Barely a week into the exercise, the state governor, Comrade Adams Oshiomhole and critical stakeholders got the first shocker as a primary school teacher with many years teaching experience, Mrs  Augusta Odewingie, could not read the content of an affidavit she purportedly deposed to at a law court.

A bewildered Oshiomhole who was apparently enraged at the level of decay in the state education system could not but asked Mrs Odewingie: “If you cannot read, what do you teach pupils? What do you write on the board?” Chairman of the state NUT, Comrade Patrick Ikosimo, who was present as the drama played out was struggling to express himself as he was short of words . He however managed to mutter: “This is an embarrassment and a show of shame”.

It is worthy of note  here that there  have been an avalanche of media write-ups and commentaries on Madam Odewingie’s gaffe . Unfortunately, some   print  media that ventured to  editorialise on it glossed over the fundamental issues.

To do proper  justice to this, one must get to the root of the problem rather than scratching the surface. In doing this, we must  go beyond Madam Odewingie and address the substance. No doubt,  Madam Odewingie is a reflection of the rot in our public schools and this  goes beyond EdoState.   It is a general malaise in our public school system. It is a popular maxim that you cannot give what you do not have. So, to impact knowledge one has to be sufficiently knowledgeable. Madam Odewingie did not employ herself into the state teaching service.

The panel saddled with that exercise should use Madam Odewingie as a case study to get to the root of the problems in our public schools system.  The panel should, among others, dig into how she got her certificate, if at all there is  any in her file .

It  should investigate how she found herself into the state teaching service. How has she been able to pull through all these years to remain in service in the face of the series of certificate verifications and rationalisation exercises carried out by previous governments?
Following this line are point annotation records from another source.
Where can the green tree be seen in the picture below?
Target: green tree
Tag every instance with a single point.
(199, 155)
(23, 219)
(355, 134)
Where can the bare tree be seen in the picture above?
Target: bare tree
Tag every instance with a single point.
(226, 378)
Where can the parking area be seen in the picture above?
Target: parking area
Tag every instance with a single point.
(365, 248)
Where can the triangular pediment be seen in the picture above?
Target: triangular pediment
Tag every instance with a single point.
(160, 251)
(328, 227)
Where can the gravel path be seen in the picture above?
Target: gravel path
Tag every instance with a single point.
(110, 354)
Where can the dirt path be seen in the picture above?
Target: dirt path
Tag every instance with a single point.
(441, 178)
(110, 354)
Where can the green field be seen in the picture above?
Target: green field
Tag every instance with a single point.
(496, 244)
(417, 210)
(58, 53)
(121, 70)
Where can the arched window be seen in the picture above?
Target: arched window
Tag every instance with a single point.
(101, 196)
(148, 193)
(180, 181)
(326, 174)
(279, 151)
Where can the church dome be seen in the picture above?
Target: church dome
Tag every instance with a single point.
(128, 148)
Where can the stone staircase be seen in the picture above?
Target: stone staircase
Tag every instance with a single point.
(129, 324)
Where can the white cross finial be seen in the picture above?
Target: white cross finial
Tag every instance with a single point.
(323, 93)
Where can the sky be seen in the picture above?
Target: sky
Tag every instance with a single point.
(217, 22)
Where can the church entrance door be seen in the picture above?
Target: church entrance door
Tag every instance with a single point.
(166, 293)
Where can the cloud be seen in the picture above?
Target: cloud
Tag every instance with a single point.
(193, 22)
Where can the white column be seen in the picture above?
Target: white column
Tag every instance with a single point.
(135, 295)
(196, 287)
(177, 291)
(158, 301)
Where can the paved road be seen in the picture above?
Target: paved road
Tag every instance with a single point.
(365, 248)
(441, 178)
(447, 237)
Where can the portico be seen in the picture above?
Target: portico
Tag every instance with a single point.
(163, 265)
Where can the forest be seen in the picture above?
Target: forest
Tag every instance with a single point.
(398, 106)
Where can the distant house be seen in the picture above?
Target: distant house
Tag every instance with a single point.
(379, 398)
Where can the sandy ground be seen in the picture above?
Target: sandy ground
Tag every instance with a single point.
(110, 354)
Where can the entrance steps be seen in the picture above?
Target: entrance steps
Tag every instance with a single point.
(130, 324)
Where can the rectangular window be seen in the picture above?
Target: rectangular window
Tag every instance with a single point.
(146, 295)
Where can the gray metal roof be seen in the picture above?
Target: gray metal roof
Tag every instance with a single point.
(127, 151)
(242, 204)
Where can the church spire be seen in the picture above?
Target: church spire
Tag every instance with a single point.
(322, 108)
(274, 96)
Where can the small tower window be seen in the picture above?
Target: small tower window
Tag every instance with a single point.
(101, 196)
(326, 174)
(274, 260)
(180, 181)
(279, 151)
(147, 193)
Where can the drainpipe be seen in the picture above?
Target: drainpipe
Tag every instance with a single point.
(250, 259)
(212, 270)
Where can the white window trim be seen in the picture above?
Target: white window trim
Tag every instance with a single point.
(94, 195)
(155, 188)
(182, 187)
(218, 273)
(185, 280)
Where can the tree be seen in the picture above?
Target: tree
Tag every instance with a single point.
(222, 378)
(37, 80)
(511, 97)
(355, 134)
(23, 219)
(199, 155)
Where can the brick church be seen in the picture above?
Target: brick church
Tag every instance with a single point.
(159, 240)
This exercise could not have been the first in the 21 years history of EdoState. If the panel could painstakingly beam its searchlight into these areas, it would have ended up doing a yeoman’s job.

Officials responsible for the recruitment, promotion and discipline of teachers in the state must be persons of impeccable character who will not look  the other way and allow all manner of job seekers to sneak into the  teaching service. It could  be excused in other sectors but not teaching, because education  is the bedrock of any society. Any society   that fails to get it right at that level is doomed.
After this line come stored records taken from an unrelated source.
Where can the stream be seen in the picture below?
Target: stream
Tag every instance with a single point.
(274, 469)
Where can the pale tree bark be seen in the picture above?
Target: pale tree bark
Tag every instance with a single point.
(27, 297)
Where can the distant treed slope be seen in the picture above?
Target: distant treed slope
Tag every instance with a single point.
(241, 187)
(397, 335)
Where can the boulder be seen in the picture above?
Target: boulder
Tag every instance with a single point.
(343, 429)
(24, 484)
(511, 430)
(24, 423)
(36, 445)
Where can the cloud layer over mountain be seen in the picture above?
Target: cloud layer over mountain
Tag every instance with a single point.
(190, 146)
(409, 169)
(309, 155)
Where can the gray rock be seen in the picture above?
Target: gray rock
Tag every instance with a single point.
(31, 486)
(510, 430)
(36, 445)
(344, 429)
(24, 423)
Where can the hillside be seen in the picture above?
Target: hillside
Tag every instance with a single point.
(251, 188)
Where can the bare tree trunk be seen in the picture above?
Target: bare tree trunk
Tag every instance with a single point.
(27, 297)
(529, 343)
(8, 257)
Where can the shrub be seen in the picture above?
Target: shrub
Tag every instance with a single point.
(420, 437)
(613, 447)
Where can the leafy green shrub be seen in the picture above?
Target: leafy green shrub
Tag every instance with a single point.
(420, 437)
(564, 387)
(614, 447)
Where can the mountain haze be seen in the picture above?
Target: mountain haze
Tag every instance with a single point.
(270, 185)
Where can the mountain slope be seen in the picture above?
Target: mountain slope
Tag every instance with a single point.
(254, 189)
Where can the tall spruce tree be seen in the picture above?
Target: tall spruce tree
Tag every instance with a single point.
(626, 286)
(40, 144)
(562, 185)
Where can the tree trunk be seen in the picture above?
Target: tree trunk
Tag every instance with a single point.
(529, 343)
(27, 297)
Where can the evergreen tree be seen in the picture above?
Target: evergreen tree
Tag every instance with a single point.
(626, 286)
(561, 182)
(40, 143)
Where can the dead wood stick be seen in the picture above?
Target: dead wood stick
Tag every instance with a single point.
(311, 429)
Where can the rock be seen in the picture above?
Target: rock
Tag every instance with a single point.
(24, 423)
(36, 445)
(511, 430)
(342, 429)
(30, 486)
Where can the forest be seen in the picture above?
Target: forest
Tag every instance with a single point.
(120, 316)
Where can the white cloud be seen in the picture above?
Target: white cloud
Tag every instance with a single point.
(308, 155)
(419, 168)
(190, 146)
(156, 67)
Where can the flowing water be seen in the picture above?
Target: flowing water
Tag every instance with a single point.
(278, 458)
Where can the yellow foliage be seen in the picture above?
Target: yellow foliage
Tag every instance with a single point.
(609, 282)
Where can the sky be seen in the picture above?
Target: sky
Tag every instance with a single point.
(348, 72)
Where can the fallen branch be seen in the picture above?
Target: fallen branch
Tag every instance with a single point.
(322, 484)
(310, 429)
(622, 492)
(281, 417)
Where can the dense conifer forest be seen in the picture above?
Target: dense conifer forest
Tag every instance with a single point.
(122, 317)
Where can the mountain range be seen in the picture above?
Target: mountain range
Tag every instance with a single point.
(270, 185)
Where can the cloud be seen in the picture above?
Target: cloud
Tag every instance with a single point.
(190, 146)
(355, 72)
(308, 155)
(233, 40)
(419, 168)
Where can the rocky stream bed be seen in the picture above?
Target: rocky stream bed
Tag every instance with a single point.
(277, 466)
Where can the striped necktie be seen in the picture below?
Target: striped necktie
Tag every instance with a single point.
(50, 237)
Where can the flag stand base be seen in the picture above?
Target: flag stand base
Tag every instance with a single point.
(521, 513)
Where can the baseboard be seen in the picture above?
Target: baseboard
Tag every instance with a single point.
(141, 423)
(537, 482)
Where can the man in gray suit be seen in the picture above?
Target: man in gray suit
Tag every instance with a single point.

One is therefore not surprised when the EdoState governor vowed to get to the root of the decay in the public school system having invested heavily in education in the last four and a half years. A quantum of the state’s budget  goes to education every year and this has reflected in what is generally referred to in the state today as the red roof revolution .

Red roof revolution     is  a  conscious effort by the  government to make all public schools across the state as good as the best private schools, if not better. These schools roofed with aluminium sheets are complete with floor tiles, ceiling fans, flush windows and steel doors .

In fact,  teachers in the state earn more than their counterparts in other sectors of  the public  service, especially with the recent approval by government for the payment of their special  salary package. The reason behind this, according to the Governor, is to attract the best brains into the teaching profession.

In this instance, it is either Madam Odewingie deposed to the affidavit by proxy or the document itself was forged. Because no court registrar with  integrity  will stick out the neck for one who cannot read an affidavit, especially one who  claims to be a school teacher .

Though this may be out of its terms of reference, there is need for the committee to seek the corporation of the relevant body in the state judiciary to fish out the official who may have   helped Madam Odewingie to procure the controversial affidavit.

This must be done in the overall interest of the state . These are the issues that must be addressed if lessons had actually  been learnt from the Madam Odewingie saga.

Mr EBOMHIANA MUSA , a public affairs analyst, wrote from Auchi, Edo State.